Studying the Hadean is Difficult!
For a start there is not much of it! Perhaps 20km² on Hudson Bay. Most studies have concentrated on zircon grains found in younger rocks. The best that can be said is that there was felsic magma and water was about.
But there are other approaches. The early Earth was characterised by impacts from space, but direct evidence of these is missing on the Earth. The surface of the moon however records these and scaling up to the size of the Earth indicates that they would have a major influence on the Hadean on the Earth.
This is considered in THIS ACADEMIC PAPER and is summarised in this ARTICLE. The conclusion reached is that the heat produced from the kinetic energy of the impacts would have made almost everything start to melt. Below 3.5km lots of rocks of all kinds would be melting. Above 3.5km heat loss to space would keep things relatively cool.
The Earthlogs article is well worth reading. It may be easier to understand if you read the following summary produced by Google Gemini.
The Hadean Eon (~4.6 to 4.0 billion years ago) lacks a substantial rock record, leaving geologists to rely heavily on the geochemical signatures of rare, tiny zircon grains. To shed light on this elusive era, researcher Tim Johnson and his colleagues modeled the impacts of heavy celestial bombardment on the early Earth, scaling up lunar cratering data to account for Earth's greater gravitational pull.
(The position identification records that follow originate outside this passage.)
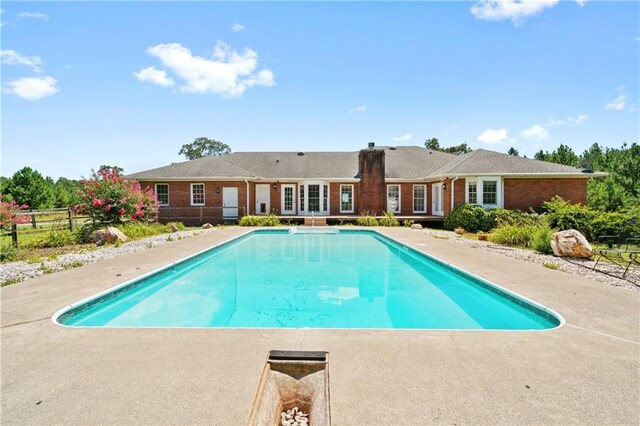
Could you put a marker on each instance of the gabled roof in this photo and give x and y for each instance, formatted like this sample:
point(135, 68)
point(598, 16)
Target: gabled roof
point(485, 162)
point(402, 162)
point(294, 165)
point(206, 167)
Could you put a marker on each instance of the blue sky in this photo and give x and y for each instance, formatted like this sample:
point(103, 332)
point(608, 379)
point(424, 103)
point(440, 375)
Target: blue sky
point(85, 84)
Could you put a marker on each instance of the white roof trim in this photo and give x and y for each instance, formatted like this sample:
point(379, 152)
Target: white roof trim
point(577, 175)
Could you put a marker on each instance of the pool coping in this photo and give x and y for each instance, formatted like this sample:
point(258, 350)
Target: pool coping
point(514, 297)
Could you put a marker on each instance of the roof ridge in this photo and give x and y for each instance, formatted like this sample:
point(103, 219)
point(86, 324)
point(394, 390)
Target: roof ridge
point(468, 154)
point(238, 167)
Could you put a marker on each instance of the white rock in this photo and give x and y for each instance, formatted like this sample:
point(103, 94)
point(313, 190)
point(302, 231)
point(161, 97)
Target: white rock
point(571, 243)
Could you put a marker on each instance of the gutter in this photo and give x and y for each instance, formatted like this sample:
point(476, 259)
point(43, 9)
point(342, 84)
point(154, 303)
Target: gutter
point(453, 190)
point(247, 209)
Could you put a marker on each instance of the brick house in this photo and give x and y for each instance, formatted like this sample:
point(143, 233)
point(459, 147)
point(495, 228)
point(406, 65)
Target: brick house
point(407, 180)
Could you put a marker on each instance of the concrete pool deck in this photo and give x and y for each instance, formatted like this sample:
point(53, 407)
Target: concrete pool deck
point(584, 372)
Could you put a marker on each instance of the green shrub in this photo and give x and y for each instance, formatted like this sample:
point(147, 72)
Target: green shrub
point(389, 219)
point(268, 220)
point(366, 221)
point(249, 221)
point(55, 238)
point(541, 240)
point(563, 215)
point(500, 216)
point(471, 217)
point(178, 225)
point(513, 235)
point(138, 230)
point(8, 252)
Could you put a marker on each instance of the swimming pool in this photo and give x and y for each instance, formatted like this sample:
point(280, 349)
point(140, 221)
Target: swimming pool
point(289, 278)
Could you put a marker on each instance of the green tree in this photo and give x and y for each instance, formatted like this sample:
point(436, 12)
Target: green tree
point(204, 147)
point(109, 169)
point(621, 189)
point(67, 192)
point(562, 155)
point(27, 186)
point(434, 145)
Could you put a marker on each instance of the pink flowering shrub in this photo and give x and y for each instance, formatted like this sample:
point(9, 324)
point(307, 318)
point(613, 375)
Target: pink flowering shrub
point(9, 213)
point(110, 198)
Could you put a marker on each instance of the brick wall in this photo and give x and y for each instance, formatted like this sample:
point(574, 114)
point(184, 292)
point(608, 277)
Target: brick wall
point(524, 193)
point(372, 188)
point(180, 209)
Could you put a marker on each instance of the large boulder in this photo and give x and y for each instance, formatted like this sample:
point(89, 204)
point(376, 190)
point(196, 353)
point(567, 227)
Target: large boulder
point(570, 243)
point(109, 235)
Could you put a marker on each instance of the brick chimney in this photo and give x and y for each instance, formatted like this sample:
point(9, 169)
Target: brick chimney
point(373, 193)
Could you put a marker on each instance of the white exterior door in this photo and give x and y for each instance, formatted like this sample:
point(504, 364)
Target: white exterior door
point(437, 200)
point(313, 198)
point(230, 202)
point(288, 199)
point(263, 199)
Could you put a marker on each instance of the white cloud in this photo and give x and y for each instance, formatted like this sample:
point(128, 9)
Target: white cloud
point(493, 136)
point(34, 15)
point(11, 57)
point(154, 76)
point(403, 138)
point(578, 120)
point(620, 101)
point(535, 132)
point(515, 10)
point(554, 123)
point(227, 72)
point(33, 88)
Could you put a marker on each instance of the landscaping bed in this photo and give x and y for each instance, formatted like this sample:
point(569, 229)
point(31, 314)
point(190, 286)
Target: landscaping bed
point(53, 260)
point(606, 273)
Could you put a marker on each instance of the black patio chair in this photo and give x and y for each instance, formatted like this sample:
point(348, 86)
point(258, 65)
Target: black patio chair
point(620, 245)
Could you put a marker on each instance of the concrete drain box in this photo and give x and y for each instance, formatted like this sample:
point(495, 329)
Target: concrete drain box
point(293, 379)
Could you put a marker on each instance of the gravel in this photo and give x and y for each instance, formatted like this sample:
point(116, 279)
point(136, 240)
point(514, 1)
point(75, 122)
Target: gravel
point(606, 273)
point(13, 272)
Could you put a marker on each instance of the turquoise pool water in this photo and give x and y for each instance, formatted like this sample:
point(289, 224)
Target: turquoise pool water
point(350, 279)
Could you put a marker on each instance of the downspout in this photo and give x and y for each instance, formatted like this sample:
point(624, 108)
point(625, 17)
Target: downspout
point(247, 209)
point(453, 191)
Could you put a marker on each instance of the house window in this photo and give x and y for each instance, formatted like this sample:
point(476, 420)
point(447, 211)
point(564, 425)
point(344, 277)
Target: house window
point(314, 198)
point(325, 190)
point(393, 198)
point(472, 191)
point(484, 191)
point(346, 198)
point(162, 193)
point(490, 192)
point(419, 201)
point(197, 194)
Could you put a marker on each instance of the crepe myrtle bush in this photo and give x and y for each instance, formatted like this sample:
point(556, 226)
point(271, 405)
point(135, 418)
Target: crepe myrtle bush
point(109, 198)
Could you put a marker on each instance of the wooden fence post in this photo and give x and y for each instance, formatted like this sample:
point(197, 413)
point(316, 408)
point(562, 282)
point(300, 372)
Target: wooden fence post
point(14, 234)
point(71, 224)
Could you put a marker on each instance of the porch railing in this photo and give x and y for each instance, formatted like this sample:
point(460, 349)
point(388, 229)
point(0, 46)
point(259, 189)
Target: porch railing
point(200, 215)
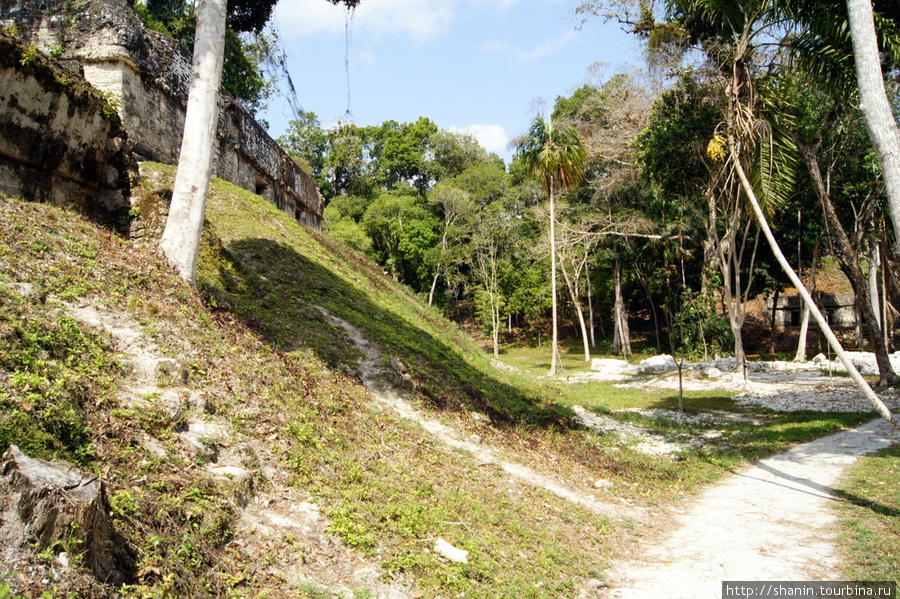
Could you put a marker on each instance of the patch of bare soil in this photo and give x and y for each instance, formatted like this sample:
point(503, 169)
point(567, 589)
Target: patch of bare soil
point(768, 522)
point(279, 528)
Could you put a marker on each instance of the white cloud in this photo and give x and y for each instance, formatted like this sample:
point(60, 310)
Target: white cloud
point(492, 138)
point(420, 20)
point(547, 47)
point(540, 50)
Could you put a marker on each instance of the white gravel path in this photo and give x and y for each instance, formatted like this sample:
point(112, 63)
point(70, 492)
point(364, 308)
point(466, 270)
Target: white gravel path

The study reveals that during the Hadean, the energy released by frequent asteroid impacts significantly outweighed internal radiogenic heat generation. This intense, fluctuating external energy profoundly altered Earth’s thermal dynamics. Rather than shedding heat through modern plate tectonics and mantle convection, the Hadean Earth relied on massive, rapid melting events. Magma transported immense heat directly to the surface, allowing energy to radiate into space—the most efficient planetary cooling mechanism.
The team’s modeled geotherm indicates that temperatures increased rapidly with depth. Beneath a depth of just 3.5 kilometers, the uppermost Hadean crust was in a partially molten state. At depths exceeding 10 kilometers, between 40% and 70% of basaltic crust would have been liquefied. This pervasive melting effectively nullified the traditional distinction between brittle and ductile rock behaviors.
Consequently, the simulation rules out the existence of a rigid lithosphere or stabilizing plate tectonics during this period. Instead, the Hadean mantle was dominated by chaotic, high-energy convection. This continuous recycling of early granitic and continental crust into a literal melting pot perfectly explains the near-total absence of intact Hadean rocks today. This volatile cycle of impact-driven tectonics only ceased around 3.9 to 3.8 billion years ago, when the heavy bombardment subsided and allowed stable, modern planetary geology to emerge.